Das OLG Thüringen gab der Klage statt. Das Gericht sei sich zwar bewusst, dass die Frage der Anwendbarkeit des § 88 TKG auf die betriebsinterne private Nutzung von E-Mails stark umstritten sei. Die (noch) herrschende Auffassung in der Fachliteratur und den Datenschutzbehörden sehe dessen Anwendungsbereich jedoch als eröffnet an. Durch die erlaubte bzw. geduldete Privatnutzung bestehe für den Mitarbeiter dieselbe Schutzbedürftigkeit, wie sie auch gegenüber einem „klassischen“ Telekommunikationsunternehmen bestehe, und diesem Schutzbedürfnis werde gerade durch § 88 TKG und § 206 StGB Rechnung getragen. Eine Fiktion einer Einwilligung des Klägers, dass die Beklagte seinen dienstlichen E-Mail-Account kontrollieren dürfe, lehnte das Gericht ab. Die Konsequenz für eine fehlende Zustimmung sei jedoch kein Zugriff auf die E-Mails, sondern lediglich der Ausschluss von der privaten Nutzung.

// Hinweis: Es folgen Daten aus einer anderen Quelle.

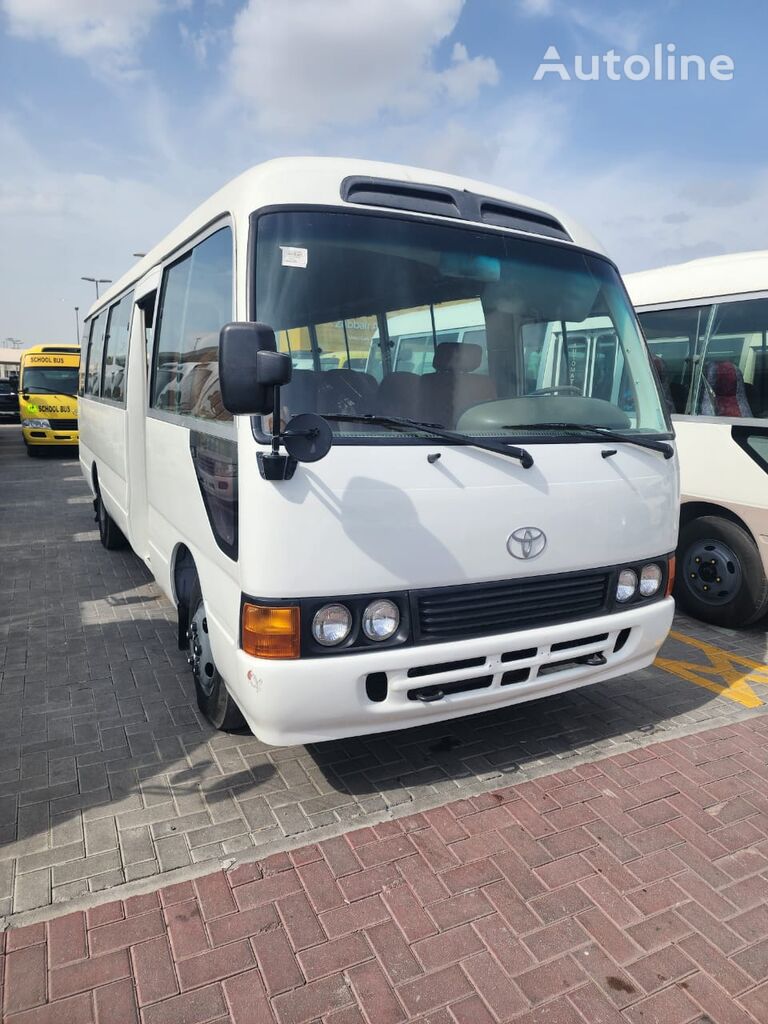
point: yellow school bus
(47, 396)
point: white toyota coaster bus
(356, 541)
(707, 325)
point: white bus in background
(707, 323)
(353, 551)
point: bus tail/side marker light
(270, 632)
(671, 576)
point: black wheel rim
(712, 571)
(201, 655)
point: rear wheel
(110, 534)
(720, 577)
(213, 696)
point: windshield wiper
(400, 423)
(590, 428)
(38, 389)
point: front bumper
(314, 699)
(36, 436)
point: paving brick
(88, 974)
(215, 965)
(375, 994)
(276, 961)
(214, 895)
(312, 1000)
(77, 1008)
(153, 970)
(239, 926)
(671, 1006)
(334, 955)
(504, 944)
(125, 933)
(67, 939)
(115, 1004)
(25, 980)
(192, 1008)
(435, 989)
(246, 998)
(408, 913)
(300, 922)
(392, 952)
(550, 979)
(493, 984)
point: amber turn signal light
(270, 632)
(670, 576)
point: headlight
(332, 625)
(650, 580)
(380, 620)
(627, 585)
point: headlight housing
(650, 580)
(332, 625)
(627, 586)
(381, 620)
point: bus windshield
(50, 380)
(472, 330)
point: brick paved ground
(629, 891)
(109, 775)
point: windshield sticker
(293, 256)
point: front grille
(459, 612)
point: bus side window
(116, 348)
(196, 301)
(95, 352)
(673, 337)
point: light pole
(97, 282)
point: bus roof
(735, 273)
(51, 350)
(317, 180)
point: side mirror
(250, 368)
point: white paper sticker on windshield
(293, 256)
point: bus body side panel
(136, 438)
(107, 437)
(716, 470)
(177, 516)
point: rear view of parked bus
(707, 325)
(47, 396)
(391, 442)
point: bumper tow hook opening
(429, 696)
(596, 658)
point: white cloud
(90, 29)
(304, 66)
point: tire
(110, 534)
(213, 697)
(720, 577)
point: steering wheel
(557, 389)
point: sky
(118, 117)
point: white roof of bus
(736, 273)
(316, 180)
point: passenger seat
(453, 387)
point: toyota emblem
(527, 542)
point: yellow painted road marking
(724, 675)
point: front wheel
(213, 696)
(720, 577)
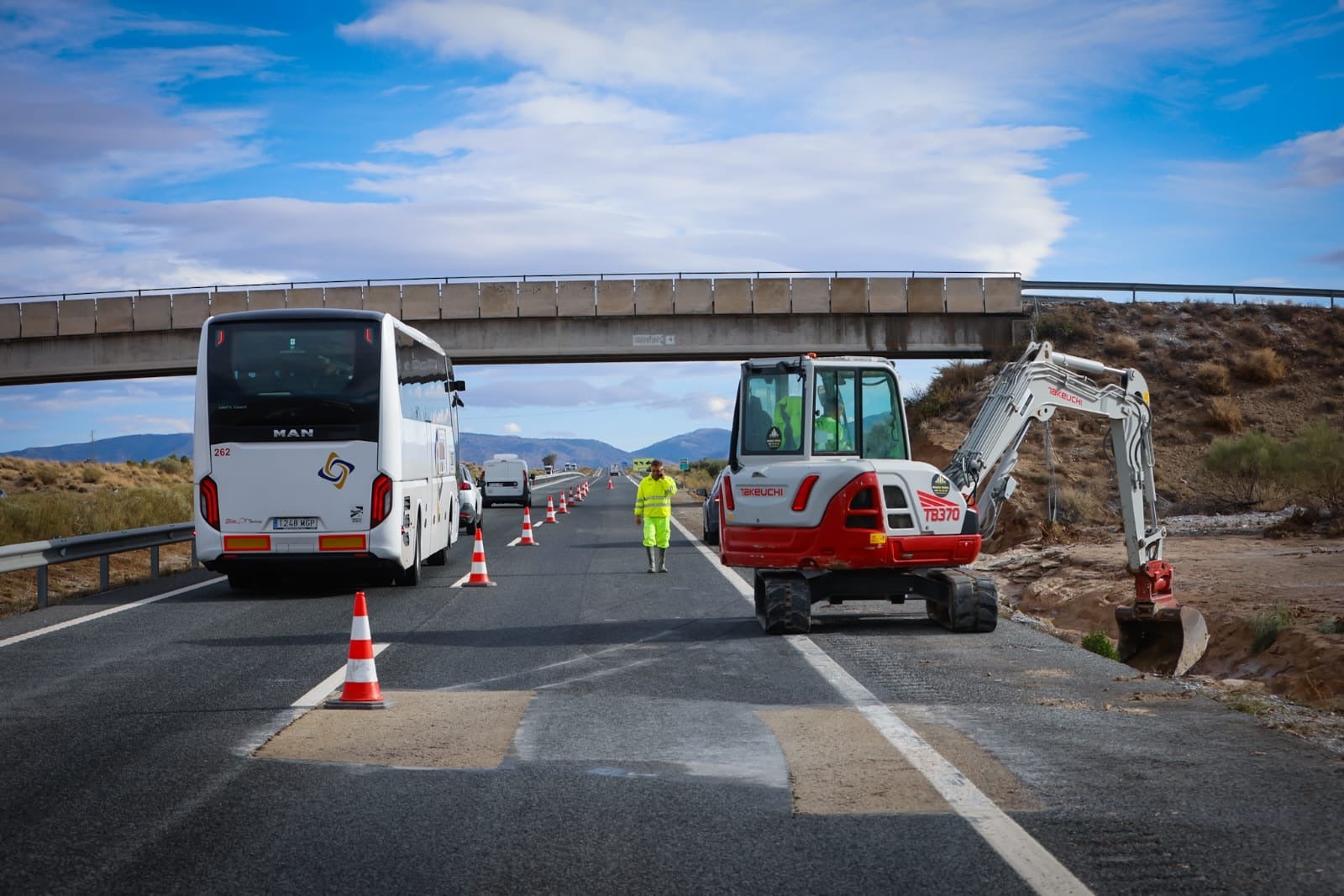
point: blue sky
(152, 144)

Außerdem sei das Gericht der Ansicht, dass durch das Fernmeldegeheimnis die E-Mails nicht nur während ihrer Übertragung geschützt sind, sondern auch wenn sie bereits beim Empfänger angekommen sind und der Empfänger (Nutzer) auf diese nur über eine Internetverbindung zugreifen kann.

Das Gericht betonte, dass die fehlende Gestattung der Kontrolle privater E-Mails im dienstlichen E-Mail-Account auch die Überwachung dienstlicher E-Mails ausschließe. Darüber hinaus wies es darauf hin, dass ein konkreter Missbrauchsverdacht im Vorfeld eines Zugriffs auf die dienstlichen E-Mail-Accounts gegeben sein müsse und nicht erst durch den unzulässigen Zugriff geschaffen werden dürfe.


Fazit

Das Urteil hat weitreichende Auswirkungen auf die Unternehmenspraxis. Für Unternehmen bedeutet dies, dass sie ihre Richtlinien und Vereinbarungen zur Nutzung von E-Mail-Postfächern und anderen Kommunikationsmitteln überprüfen und gegebenenfalls anpassen sollten. Dabei gilt es, den Schutz der Privatsphäre der Arbeitnehmer mit den berechtigten Interessen des Arbeitgebers in Einklang zu bringen. In vielen Fällen kann es ratsam sein, Betriebsvereinbarungen oder individuelle Vereinbarungen mit den Mitarbeitern zu treffen, die den Umgang mit privaten Nachrichten am Arbeitsplatz sowie die Kontrollrechte des Arbeitgebers regeln. Das Urteil trägt somit zur Schaffung eines ausgewogenen Verhältnisses zwischen den Rechten und Pflichten von Arbeitgebern und Arbeitnehmern bei, insbesondere im Hinblick auf den Schutz der Privatsphäre und den Datenschutz am Arbeitsplatz. Arbeitgeber sind gut beraten, die daraus resultierenden Konsequenzen zu berücksichtigen und entsprechende Maßnahmen zu ergreifen, um rechtliche Risiken zu minimieren und das Vertrauen ihrer Mitarbeiter zu stärken.